Beide verhalen verschenen in 1797, toen aan Paapes politieke activiteit een eind was gekomen. In dat jaar was hij naar Den Haag teruggekeerd uit Leeuwarden als mislukt rechter bij het hof van Friesland, waar sinds mei 1796 rechtgesproken was door juridisch ongeschoolden. De teleurstellingen van die jaren waren de directe aanleiding tot het ontstaan van de verhalen: de balans van de Bataafse revolutie is erin opgemaakt.
Satirische schetsen
Karakteriseren als literaire bezigheid werd al in de Oudheid beoefend en na de Middeleeuwen hernomen, hetzij in poëzie (Huygens), hetzij in proza (Van Effen). Van die laatste vorm bedient ook Paape zich in zijn satirique schetsen en dito levensbeschrijvingen, die misschien nog het best getypeerd kunnen worden als illustraties van de klacht (blz. 21): Is het waare, het zuiver Patriottismus dan zo gemaklijk in de bespiegeling, en zo moeilijk in de uitöeffening? Het predikt de bevordering van het algemeen belang, en derzelver meeste en eerste voorstanders gebruiken het doorgaands als het thans geschiktste middel, om hun eigen belang boven alles te stellen en te bevorderen!

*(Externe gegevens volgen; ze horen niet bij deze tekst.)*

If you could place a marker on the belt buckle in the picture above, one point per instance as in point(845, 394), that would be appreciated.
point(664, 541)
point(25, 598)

Wat de ikverteller in het eerste boek verhaalt en wat de vrienden Jaspert en Julfert in het tweede meemaken, laat de onverbeterlijkheid der mensen zien; het bewind mag veranderd zijn, de ondeugden blijven: hoogmoed, ijdelheid, opportunisme enzovoort. Gebleken is dat enkele schetsen hekeling zijn van personen die tot Paape in relatie hebben gestaan: achter burger Bram in het eerste boek verbergt zich de Delftse kuiper Abraham van der Poth, in het tweede wordt in dominee Arendsneus de doopsgezinde predikant Staal, Paapes collega-rechter, gehekeld.
Kwaliteiten
Gerrit Paape is een goed verteller. Het best is hij mijns inziens in zijn levensbeschrijvingen, met name in die waarin de humor de satire verzacht. Het meest getroffen heeft mij het verhaal van de eenvoudige patriotse boer Japik, die zijn Pleuntje verliest door de instorting van de troon der vrijheid in zijn vrijheidstempel en zelf het leven laat nadat zijn illusies zijn vervlogen.
Wie de geschiedenis van de Nederlandse revolutie tussen 1787 en 1795 door de bril van Gerrit Paape bekijkt, ziet weer bevestigd: er is niets nieuws onder de zon. Jammer dat de auteur op veel plaatsen geestig wilde zijn met het Boek waarin die waarheid duizenden jaren vóór ons is gepredikt.